R squared change - the difference in the multiple R squared between a full model and a partial model.
regression coefficients - the weights in a linear model that optimally predict a dependent variable.
residual - the difference between an observed and predicted value.
sequential regression models - a statistical procedure that uses multiple regression to examine how adding independent variables in stages affects the prediction equation.
shrinkage - the loss of predictive power in a model when a sample other than the sample used to create the model is used.
simple main effect - changes in a dependent variable at different levels of another variable, given the value of another variable remains constant
simple main effect - is a main effect of one factor at a given level of a second factor.
squared residual - the squared difference between an observed and predicted value.
standard error of estimate - a measure of error in prediction.
step-down regression - a multiple regression modeling procedure that sequentially subtracts variables from the regression equation based on how little additional predictive power the variable adds to the current prediction equation.
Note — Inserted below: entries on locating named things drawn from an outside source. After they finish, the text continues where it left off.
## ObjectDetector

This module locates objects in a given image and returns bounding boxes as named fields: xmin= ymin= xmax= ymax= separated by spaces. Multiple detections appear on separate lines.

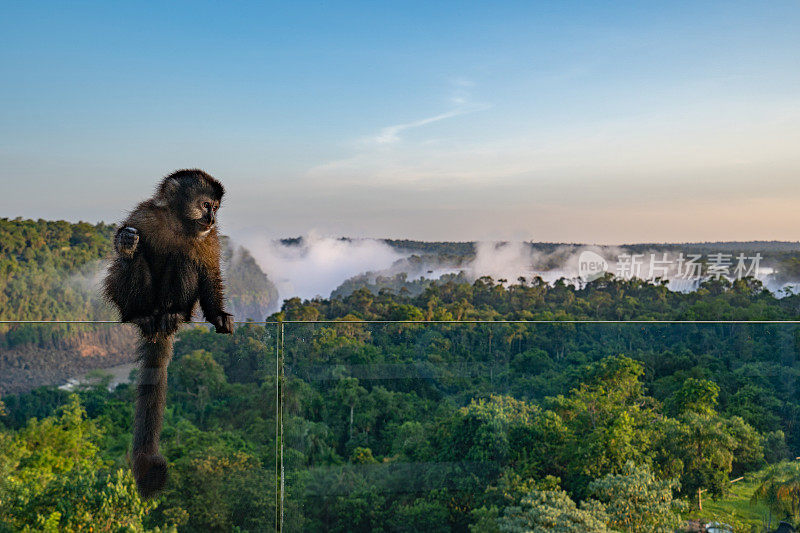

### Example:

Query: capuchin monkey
xmin=103 ymin=169 xmax=233 ymax=498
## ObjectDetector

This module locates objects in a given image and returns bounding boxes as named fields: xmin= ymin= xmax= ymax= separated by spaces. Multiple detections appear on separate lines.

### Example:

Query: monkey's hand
xmin=208 ymin=311 xmax=233 ymax=333
xmin=114 ymin=226 xmax=139 ymax=259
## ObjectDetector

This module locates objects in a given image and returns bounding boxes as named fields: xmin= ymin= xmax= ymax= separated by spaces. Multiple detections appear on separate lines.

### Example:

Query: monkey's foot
xmin=131 ymin=313 xmax=183 ymax=337
xmin=132 ymin=453 xmax=167 ymax=500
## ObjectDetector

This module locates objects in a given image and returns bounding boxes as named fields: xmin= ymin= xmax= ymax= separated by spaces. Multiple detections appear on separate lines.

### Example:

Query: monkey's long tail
xmin=131 ymin=334 xmax=173 ymax=499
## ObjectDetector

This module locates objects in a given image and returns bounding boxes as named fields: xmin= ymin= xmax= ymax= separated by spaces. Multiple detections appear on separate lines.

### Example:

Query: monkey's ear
xmin=211 ymin=180 xmax=225 ymax=200
xmin=158 ymin=176 xmax=181 ymax=205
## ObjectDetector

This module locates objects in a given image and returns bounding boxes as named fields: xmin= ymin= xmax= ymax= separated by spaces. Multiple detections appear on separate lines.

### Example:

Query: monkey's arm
xmin=114 ymin=226 xmax=139 ymax=259
xmin=200 ymin=267 xmax=233 ymax=333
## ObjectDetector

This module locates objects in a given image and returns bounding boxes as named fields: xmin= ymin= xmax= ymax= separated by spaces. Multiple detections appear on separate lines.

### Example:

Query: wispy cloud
xmin=369 ymin=79 xmax=490 ymax=144
xmin=374 ymin=108 xmax=475 ymax=144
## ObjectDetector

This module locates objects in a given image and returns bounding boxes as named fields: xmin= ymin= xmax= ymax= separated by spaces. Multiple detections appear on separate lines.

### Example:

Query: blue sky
xmin=0 ymin=2 xmax=800 ymax=243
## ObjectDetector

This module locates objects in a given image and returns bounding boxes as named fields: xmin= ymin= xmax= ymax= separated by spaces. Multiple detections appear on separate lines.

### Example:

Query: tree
xmin=497 ymin=490 xmax=611 ymax=533
xmin=589 ymin=462 xmax=683 ymax=533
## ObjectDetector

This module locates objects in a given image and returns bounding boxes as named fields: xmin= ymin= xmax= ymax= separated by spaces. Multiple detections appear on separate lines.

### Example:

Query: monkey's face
xmin=186 ymin=194 xmax=219 ymax=237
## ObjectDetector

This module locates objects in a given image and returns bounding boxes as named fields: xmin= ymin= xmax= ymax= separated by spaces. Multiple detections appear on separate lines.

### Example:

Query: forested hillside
xmin=0 ymin=278 xmax=800 ymax=532
xmin=0 ymin=218 xmax=113 ymax=320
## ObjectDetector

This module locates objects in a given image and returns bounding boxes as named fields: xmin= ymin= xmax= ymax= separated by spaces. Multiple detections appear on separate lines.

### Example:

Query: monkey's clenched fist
xmin=114 ymin=226 xmax=139 ymax=259
xmin=208 ymin=313 xmax=233 ymax=333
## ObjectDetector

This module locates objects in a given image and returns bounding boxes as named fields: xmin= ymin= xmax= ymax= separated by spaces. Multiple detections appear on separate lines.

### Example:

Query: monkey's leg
xmin=132 ymin=335 xmax=172 ymax=498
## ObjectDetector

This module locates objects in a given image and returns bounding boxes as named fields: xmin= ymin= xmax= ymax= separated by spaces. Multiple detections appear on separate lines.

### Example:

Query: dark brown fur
xmin=104 ymin=170 xmax=233 ymax=498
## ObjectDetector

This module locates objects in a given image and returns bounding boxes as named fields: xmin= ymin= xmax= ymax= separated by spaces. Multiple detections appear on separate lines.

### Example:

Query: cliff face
xmin=0 ymin=324 xmax=136 ymax=396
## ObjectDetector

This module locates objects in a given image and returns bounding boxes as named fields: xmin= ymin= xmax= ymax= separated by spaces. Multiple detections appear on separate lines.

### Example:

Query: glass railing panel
xmin=281 ymin=322 xmax=800 ymax=531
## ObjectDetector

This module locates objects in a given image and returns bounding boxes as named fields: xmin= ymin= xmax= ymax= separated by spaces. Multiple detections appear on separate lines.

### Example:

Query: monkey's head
xmin=156 ymin=169 xmax=225 ymax=238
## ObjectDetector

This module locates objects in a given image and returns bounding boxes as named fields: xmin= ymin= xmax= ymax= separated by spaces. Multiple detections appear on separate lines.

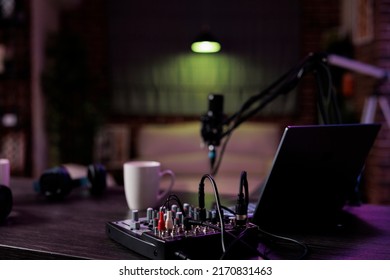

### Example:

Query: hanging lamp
xmin=191 ymin=30 xmax=221 ymax=53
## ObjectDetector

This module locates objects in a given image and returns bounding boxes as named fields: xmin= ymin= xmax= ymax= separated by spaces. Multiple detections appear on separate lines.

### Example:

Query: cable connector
xmin=235 ymin=171 xmax=248 ymax=227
step-up regression - a multiple regression modeling procedure that sequentially adds variables to the regression equation based on how much additional predictive power the variable adds to the prediction equation.
suppressor variable - an independent variable that does not by itself correlate highly with the dependent variable, but when included in a set of independent variables causes the set as a whole to be more highly correlated with the dependent variable.
tolerance - the degree to which an independent variable cannot be predicted by other independent variables.
univariate analysis - analysis of each variable individually
unstandardized canonical discriminant function coefficients - weights in a linear model used to combine variables or scores to predict group membership. These weights are optimized to maximally discriminate among groups.
Wilks Lamba - a measure of relationship between group membership and interval variables.